Italian opera singer

Gino Vanelli (26 March 1896, in Bergamo – 9 April 1969, in Monza) was an Italian operatic baritone who had an active international career from 1917 until his retirement in 1955. He made several recordings for His Master's Voice and Columbia Records, including complete recordings of the operas La boheme, Pagliacci, and Madama Butterfly.

==Life and career==
Born in Bergamo on 26 March 1896, Vanelli studied at the Donizetti Conservatory in his native city and with Dante Lari in Milan. He made his professional opera debut in Bergamo in 1917 as Perichaud in Giacomo Puccini's La Rondine at the Teatro Donizetti. In 1919, he portrayed Barone Douphol in Giuseppe Verdi's La traviata and the Count di Luna in Verdi's Il trovatore at the Teatro Olimpia in Bassano del Grappa. In 1920, he sang the role of Don Carlos in Verdi's La forza del destino in Lodi and the role of Lescaut in Puccini's Manon Lescaut at the Teatro Sociale in Casalmonferrato. He returned to Lodi soon after to sing the roles of Count di Luna and Giannotto in Pietro Mascagni's Lodoletta.

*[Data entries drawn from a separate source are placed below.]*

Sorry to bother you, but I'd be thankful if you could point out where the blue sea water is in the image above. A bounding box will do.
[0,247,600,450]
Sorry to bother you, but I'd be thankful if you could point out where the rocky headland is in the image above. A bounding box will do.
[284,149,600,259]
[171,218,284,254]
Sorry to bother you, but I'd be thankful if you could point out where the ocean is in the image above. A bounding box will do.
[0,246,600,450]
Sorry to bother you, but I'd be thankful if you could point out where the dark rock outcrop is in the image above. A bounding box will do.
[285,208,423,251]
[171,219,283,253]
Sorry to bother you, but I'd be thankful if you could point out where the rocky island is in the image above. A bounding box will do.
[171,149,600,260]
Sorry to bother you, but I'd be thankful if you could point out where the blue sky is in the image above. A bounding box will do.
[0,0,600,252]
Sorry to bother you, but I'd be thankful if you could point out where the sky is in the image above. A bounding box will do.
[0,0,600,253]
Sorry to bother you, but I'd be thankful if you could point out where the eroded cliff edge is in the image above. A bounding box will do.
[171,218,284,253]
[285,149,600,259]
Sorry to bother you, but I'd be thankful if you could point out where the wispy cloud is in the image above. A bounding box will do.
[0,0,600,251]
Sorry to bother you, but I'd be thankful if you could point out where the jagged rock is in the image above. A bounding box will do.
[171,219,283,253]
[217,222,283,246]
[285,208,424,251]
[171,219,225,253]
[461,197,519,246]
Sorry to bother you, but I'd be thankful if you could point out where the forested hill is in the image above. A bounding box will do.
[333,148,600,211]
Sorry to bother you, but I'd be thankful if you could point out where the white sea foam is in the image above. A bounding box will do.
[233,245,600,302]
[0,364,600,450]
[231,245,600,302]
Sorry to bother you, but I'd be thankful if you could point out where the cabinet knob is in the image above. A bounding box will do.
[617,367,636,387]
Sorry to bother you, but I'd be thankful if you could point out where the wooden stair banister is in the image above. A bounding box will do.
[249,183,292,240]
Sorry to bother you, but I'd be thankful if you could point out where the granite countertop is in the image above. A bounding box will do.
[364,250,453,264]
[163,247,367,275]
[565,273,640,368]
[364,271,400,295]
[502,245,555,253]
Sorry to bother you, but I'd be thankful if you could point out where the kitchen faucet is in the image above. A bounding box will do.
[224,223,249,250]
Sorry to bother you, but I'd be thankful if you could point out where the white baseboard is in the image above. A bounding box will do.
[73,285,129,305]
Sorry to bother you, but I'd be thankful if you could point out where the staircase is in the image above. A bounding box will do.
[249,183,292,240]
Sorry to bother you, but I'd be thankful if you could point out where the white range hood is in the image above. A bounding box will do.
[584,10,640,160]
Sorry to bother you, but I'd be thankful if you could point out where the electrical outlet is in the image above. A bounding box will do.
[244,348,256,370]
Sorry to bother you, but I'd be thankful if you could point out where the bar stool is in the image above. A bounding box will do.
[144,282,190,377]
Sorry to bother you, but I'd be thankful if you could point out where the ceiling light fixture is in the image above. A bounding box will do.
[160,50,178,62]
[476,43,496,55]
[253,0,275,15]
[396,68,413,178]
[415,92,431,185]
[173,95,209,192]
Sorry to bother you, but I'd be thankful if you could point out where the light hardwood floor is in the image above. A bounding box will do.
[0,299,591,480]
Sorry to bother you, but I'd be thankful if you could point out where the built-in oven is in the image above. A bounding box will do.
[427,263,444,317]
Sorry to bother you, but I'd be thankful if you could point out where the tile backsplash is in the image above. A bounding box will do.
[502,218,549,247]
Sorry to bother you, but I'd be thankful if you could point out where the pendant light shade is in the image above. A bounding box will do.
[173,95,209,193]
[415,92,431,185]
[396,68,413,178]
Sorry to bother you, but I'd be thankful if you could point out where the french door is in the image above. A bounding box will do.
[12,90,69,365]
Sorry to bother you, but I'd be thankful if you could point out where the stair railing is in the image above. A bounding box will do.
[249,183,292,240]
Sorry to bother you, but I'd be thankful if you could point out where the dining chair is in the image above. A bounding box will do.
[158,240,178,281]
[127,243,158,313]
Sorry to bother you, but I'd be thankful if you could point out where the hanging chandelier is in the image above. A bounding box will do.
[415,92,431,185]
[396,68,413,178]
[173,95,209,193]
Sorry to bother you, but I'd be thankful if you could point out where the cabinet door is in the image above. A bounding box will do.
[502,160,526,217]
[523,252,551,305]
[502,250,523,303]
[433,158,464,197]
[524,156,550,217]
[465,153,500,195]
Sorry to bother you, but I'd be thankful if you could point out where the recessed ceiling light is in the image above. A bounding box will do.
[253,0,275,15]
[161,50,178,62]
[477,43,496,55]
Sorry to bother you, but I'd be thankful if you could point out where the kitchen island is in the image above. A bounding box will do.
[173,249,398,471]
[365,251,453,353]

In 1921, Vanelli portrayed Hermann in Alfredo Catalani's Loreley at the Teatro Comunale in Forli, and in 1922, he sang Sharpless in Puccini's Madama Butterfly at the Politeama Verdi in Cremona. In 1923, he performed the role of Tonio in Ruggero Leoncavallo's Pagliacci at the Teatro all'Aperto in L'Aquila. In 1924, he toured Egypt, where he appeared at the Cairo Opera House and at the Teatro Alhambra of Alessandria in ‘’Lucia di Lammermoor’’ as Lord Enrico Ashton. That same year, he toured Brazil. In 1925, he performed at the Teatro Real in Madrid and appeared as Marcello in Puccini's La bohème at the Teatro Principal in Palma di Majorca.

In 1926, Vanelli made his debut at the Teatro Costanzi in Rome as Escamillo in Carmen with Maria Gay in the title role. That same year, he made his debut at La Scala in Milan as Ping in Puccini's Turandot. He remained committed to La Scala as a resident artist for the next 20 years. From 1926-1928, he made numerous appearances at the Teatro Colón in Buenos Aires, including starring roles in the world premieres of Rafael Peacan del Sar's Chrysantheme (1927) and Raúl Espoile's Frenos (1928). Other operas he sang in Buenos Aires were Turandot, Ildebrando Pizzetti's Fra Gherardo, Felice Lattuada's "Le preziose ridicole", and Ottorino Respighi's La campana sommersa.

In 1932, Vanelli appeared in the world premiere of Alfredo Casella's La donna serpente at the Teatro dell'Opera di Roma. He returned there in 1934 to perform in the world premiere of Licinio Refice's Cecilia. In 1935 and 1941, he toured in Holland, and in 1951, he appeared at the Arena di Verona Festival. In 1952, he portrayed Belcore in Donizetti's L'elisir d'amore at the Wexford Festival Opera. In 1954, he performed in the world premiere of Giulio Viozzi's Allamistakeo at the Teatro delle Novità in Bergamo; a role which he subsequently performed in Venice. His last appearance was as Alessio in Vincenzo Bellini's La Sonnambula at the Teatro Donizetti in Bergamo in October 1955. Other opera houses he appeared at during his career included La Fenice, Teatro Carlo Felice, Teatro Comunale di Bologna, the Teatro Municipal in Rio de Janeiro, the Theatro Municipal in São Paulo, the Teatro Regio in Parma, and the Teatro Regio in Turin.